La ganadería y la conducción de ganado dieron a la mitología estadounidense el icono definitivo de la cultura en la frontera: el cowboy. La realidad de la vida de esos vaqueros era de agotadoras fatigas. Tal como lo han descrito escritores como Zane Grey y actores de cine como John Wayne, el cowboy era una poderosa figura mitológica, un hombre de acción audaz y virtuoso. Sólo a fines del siglo XX se produjo una reacción. Historiadores y cineastas por igual empezaron a describir "el salvaje oeste" como un lugar sórdido, poblado de personajes que solían estar más inclinados a lo peor que a lo mejor de la naturaleza humana.

LAS TRIBULACIONES DE LOS ESTADOUNIDENSES NATIVOS

Igual que en el este, la expansión hacia las llanuras y las montañas por mineros, ganaderos y colonizadores dio lugar a crecientes conflictos con los norteamericanos nativos del oeste. Muchas tribus de éstos — desde los utes de la Gran Cuenca hasta los nez percés de Idaho — combatieron a los blancos en una u otra ocasión. Sin embargo los sioux de las llanuras del norte y los apaches del suroeste fueron los que presentaron la oposición más decidida contra el avance de la frontera. Encabezados por líderes tan capaces como Nube Roja y Caballo Loco, los sioux tenían una habilidad muy particular para hacer la guerra a caballo al galope. También los apaches eran diestros y muy escurridizos al combatir en su medio ambiente natural, entre desiertos y cañadas.

Los conflictos con los indígenas de las llanuras empeoraron a raíz de un incidente en el que los dakotas (una parte de la nación sioux) le declararon la guerra al gobierno de Estados Unidos a causa de viejos agravios y dieron muerte a cinco colonizadores blancos. Las rebeliones y los ataques continuaron hasta el final de la Guerra Civil.

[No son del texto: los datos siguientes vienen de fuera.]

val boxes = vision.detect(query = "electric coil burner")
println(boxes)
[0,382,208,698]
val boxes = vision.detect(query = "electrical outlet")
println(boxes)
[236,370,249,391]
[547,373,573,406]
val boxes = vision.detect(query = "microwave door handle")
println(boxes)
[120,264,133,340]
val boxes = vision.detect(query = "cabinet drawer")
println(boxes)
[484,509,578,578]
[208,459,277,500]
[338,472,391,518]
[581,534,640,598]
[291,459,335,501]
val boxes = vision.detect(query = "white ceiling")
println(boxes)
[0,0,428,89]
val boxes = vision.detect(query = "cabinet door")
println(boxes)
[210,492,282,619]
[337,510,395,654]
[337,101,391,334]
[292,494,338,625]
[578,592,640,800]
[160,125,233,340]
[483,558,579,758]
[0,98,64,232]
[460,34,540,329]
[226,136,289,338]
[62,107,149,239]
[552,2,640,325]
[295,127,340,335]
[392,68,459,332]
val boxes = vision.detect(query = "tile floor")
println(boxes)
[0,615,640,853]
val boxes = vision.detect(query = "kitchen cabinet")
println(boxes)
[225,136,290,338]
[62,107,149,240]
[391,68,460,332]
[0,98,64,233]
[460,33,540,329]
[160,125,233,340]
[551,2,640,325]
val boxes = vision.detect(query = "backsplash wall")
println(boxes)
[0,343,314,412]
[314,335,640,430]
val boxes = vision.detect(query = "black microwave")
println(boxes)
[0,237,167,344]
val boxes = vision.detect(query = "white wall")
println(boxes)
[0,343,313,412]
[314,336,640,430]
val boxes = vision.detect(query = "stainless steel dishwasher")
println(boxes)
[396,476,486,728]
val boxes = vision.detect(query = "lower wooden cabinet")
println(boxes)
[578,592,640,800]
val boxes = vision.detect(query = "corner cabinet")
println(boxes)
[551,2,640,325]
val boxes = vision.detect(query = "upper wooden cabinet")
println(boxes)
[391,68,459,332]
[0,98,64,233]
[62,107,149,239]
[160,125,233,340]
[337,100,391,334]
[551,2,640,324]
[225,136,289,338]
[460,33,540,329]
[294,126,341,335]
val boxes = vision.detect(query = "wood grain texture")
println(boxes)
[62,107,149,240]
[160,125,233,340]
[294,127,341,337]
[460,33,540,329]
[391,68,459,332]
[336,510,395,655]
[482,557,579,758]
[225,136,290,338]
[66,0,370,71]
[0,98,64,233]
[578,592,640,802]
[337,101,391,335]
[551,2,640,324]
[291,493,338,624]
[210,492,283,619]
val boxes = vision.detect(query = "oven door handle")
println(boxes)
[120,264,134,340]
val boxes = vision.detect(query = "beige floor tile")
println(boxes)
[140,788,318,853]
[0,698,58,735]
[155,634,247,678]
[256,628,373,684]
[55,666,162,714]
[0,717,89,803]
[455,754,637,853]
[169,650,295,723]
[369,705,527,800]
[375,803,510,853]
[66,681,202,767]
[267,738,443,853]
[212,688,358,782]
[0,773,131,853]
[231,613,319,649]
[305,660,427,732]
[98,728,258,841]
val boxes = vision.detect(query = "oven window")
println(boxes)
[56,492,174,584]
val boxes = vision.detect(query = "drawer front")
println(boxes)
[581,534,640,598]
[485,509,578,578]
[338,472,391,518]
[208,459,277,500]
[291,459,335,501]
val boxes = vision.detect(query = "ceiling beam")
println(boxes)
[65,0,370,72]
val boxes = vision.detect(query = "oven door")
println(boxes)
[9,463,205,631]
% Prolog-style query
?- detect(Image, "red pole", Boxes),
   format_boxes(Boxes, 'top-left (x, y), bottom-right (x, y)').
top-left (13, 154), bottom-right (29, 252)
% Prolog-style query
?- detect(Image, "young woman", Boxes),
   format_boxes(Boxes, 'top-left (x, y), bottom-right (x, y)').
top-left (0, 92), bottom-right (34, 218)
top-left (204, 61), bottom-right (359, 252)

En 1876, al cabo de varios combates que no fueron decisivos, el coronel George Custer, al frente de un pequeño destacamento de caballería, se encontró con una fuerza muy superior, formada por los sioux y sus aliados, en el río Little Bighorn. Él y sus hombres fueron aniquilados por completo. Sin embargo, la insurgencia de los norteamericanos nativos no tardó en ser suprimida. Más tarde, en 1890, una danza ritual de espíritus que se celebraba en la reservación norte de los sioux, en Wounded Knee, Dakota del Sur, desembocó en la insurrección y en una última batalla trágica que concluyó con la muerte de casi 300 hombres, mujeres y niños sioux.

A pesar de todo, la forma de vida de los indígenas de las llanuras había sido destruida desde mucho tiempo antes a raíz de la expansión de la población blanca, la llegada del ferrocarril y la matanza de búfalos, que casi fueron exterminados por la cacería indiscriminada que se desató entre los colonizadores en la década de 1870.

A partir del gobierno de Monroe, la política oficial había consistido en llevar a los norteamericanos nativos a donde no tuvieran a su alcance la frontera de los blancos. Sin embargo fue inevitable que las reservaciones se volvieran cada día más pequeñas y hacinadas, y algunos estadounidenses empezaron a protestar por la forma en que el gobierno trataba a los norteamericanos nativos.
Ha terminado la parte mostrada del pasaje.